An exciting, nail-biting 90 minutes of soccer comes to an end, and no team has scored; now, the shootout – perhaps even more exciting than the game itself.  These penalty kicks provide us with another example of game theory.  The kicker must decide to kick left, right, or in the middle of the goal.  The goalie must make a simultaneous decision in an attempt to block the shot – he can also play to the right, left, or middle.  In this game, each player has 3 strategies, and there are 2 possible outcomes.  Assuming the kicker and goalie are at similar ability levels, we can predict that if the kicker and goalie choose different sides, there is a goal (+1 for the kicker, 0 for the goalie).  If they choose to play the same direction, there is no goal (0 for the kicker, -1 for the goalie).

Daniel Altman explains the importance of “mixing up” one’s strategies in this game.  If a player always chooses the same side, he will not be successful in this game, as he is too predictable.  Thus, there cannot be a dominant strategy for each player in the shootout game.  Altman looks to statistics for insight into the game.  He explains that each player must mix up his strategies so that his chance of success is the same for each of his strategies.  Altman’s article provides us with the following data on penalty kicks in the French and Italian leagues over a few years:

Kickers scored 77 percent of the time when they went to their natural side (right foot kicking to left side, for example), 70 percent of the time on the opposite side and 81 percent of the time in the middle — pretty similar success rates, or at least within a statistical margin of error.

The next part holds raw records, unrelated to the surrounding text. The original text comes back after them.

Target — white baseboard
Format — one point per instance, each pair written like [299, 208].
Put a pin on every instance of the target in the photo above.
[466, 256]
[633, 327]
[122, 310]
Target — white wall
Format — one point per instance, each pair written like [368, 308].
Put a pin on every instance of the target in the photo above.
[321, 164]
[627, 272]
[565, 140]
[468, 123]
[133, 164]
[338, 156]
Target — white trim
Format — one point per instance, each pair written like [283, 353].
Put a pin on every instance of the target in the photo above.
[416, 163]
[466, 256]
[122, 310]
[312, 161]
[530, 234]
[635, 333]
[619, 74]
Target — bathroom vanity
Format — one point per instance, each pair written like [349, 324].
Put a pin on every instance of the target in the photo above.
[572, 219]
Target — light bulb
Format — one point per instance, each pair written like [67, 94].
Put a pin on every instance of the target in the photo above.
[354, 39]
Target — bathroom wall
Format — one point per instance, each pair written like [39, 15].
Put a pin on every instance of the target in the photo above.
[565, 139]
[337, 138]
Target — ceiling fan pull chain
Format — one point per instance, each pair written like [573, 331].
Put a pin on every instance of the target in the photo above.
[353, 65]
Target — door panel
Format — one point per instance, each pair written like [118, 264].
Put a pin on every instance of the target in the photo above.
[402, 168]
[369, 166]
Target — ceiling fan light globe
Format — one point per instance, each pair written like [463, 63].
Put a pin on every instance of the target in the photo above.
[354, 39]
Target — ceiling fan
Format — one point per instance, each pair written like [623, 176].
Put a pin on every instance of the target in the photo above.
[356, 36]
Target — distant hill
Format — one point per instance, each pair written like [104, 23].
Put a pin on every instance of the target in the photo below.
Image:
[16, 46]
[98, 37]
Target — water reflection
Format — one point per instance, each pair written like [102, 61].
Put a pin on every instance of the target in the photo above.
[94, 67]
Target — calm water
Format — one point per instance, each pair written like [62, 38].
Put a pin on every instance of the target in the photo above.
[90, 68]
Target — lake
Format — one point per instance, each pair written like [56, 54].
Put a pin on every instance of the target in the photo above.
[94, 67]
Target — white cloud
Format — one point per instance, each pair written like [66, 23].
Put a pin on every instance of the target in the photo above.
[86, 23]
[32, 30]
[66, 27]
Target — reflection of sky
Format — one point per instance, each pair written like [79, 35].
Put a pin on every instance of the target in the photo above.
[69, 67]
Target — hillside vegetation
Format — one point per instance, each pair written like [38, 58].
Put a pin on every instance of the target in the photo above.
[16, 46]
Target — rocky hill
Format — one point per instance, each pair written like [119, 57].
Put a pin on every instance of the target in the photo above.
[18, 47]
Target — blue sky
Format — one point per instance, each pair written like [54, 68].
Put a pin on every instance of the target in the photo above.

Goalkeepers are even closer in their success rates. When they guessed center or the opposite side, kickers failed to score 27 percent of the time. When they guessed the kicker’s natural side, there was no goal 24 percent of the time.

This exemplifies the mixed Nash equilibrium.  Each player is indifferent between his three strategies, as his success rate is approximately equal for each of his strategies.  Altman also states that this “randomness” and indifference between strategies is observed for individual players, as well as players collectively.  This concept of a mixed Nash equilibrium contributes much to the excitement of a shootout, making it random and unpredictable.